Now if we think about books, the argument is clear. Text-only wins out every time. Sure, you have picture books, art books and so on, that are mostly pages of photography or artwork, but think about fiction. The vast majority of fiction books use the same plain look on every page. This harks back to the days when books had to be printed from sheets of metal lettering. But even in today's glossy, fast-moving and colourful world, such books have retained their minimal use of type and layout. The reasons are the same ones that I believe make weblogs and RSS feeds so popular. The text is easy on the eye and can be read as fast as you can read.

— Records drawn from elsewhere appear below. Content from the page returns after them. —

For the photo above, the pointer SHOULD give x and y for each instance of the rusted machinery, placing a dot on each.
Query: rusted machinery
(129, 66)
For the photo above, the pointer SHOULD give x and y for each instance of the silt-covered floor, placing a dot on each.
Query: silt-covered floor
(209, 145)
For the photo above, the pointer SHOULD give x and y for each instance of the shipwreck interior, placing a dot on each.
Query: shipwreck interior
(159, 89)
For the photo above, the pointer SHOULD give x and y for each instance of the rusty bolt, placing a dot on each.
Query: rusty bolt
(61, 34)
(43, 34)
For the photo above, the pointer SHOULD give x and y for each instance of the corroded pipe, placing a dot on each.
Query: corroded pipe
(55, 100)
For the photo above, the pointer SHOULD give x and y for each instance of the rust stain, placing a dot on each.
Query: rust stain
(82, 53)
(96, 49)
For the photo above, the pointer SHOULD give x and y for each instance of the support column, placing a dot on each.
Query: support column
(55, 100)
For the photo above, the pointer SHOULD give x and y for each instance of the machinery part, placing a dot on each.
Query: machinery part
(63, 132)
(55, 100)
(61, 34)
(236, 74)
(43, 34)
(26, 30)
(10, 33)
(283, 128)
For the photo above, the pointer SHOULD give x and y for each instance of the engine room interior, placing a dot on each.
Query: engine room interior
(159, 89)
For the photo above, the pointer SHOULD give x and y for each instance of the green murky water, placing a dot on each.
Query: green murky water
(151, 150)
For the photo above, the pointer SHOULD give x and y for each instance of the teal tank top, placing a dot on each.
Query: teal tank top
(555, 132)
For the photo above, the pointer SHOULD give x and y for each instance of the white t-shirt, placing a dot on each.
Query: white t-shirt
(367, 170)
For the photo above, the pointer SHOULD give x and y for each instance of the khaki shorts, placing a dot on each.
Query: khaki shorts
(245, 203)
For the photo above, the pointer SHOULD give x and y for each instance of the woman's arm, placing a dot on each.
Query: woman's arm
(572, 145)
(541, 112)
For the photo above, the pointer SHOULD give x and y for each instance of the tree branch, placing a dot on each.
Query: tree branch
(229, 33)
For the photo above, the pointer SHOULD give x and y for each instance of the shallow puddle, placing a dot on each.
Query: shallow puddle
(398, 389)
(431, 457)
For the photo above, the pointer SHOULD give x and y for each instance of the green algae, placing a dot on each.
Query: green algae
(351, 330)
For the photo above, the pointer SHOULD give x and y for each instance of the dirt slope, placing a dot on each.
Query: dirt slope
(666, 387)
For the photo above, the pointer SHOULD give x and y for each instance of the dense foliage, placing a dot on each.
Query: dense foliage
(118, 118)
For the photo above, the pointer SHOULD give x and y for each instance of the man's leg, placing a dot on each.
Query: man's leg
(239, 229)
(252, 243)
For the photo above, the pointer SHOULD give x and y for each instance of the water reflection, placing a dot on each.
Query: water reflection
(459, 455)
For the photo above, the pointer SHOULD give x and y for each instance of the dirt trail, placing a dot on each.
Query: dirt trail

Despite advances in colour printing, newspapers are another example of clarity and simplicity. It is common to see a mixture of photographs, some very large, along with plain text. But if you took the text away, the newspaper would probably be useless. Whereas if you took the photographs away, you could still use the newspaper. Weblogs, books, newspapers and magazines are dominated by text. When there are so many publications to read across a variety of platforms, the text must be reasonably legible, so we spend as little time as possible trying to understand it. Printers and designers have learnt over the years what colour combinations work best and what to avoid. Have weblogs? I leave that one to your personal judgement. Alas low-resolution screens and a basic set of typefaces don't allow for much experimentation. So a lot of weblogs share a similar feel. I hope this will change over time as high-resolution screens and new methods for making pages are slowly introduced.
So what about graphics? If people are moving away from them, should webmasters even bother to use them? More and more people are now enjoying speedy broadband internet connections, so graphics can be downloaded much faster. So you might think now is the time to spice up your page. But you need to remember that a huge number of people are still forced to use slow connections. Even if this weren't the case, there's no denying that less graphics equals a faster page. For this reason, I would advise continuing with the old rules: Keep graphics small, compress them as much as possible, and only use them when you need to. Make sure your pages are also usable without the graphics, which a user may turn off completely to save much loading time. If you've never done this yourself, try surfing with images turned off. You'll be surprised how much faster the web becomes. So my question remains: Does anyone really care about graphics?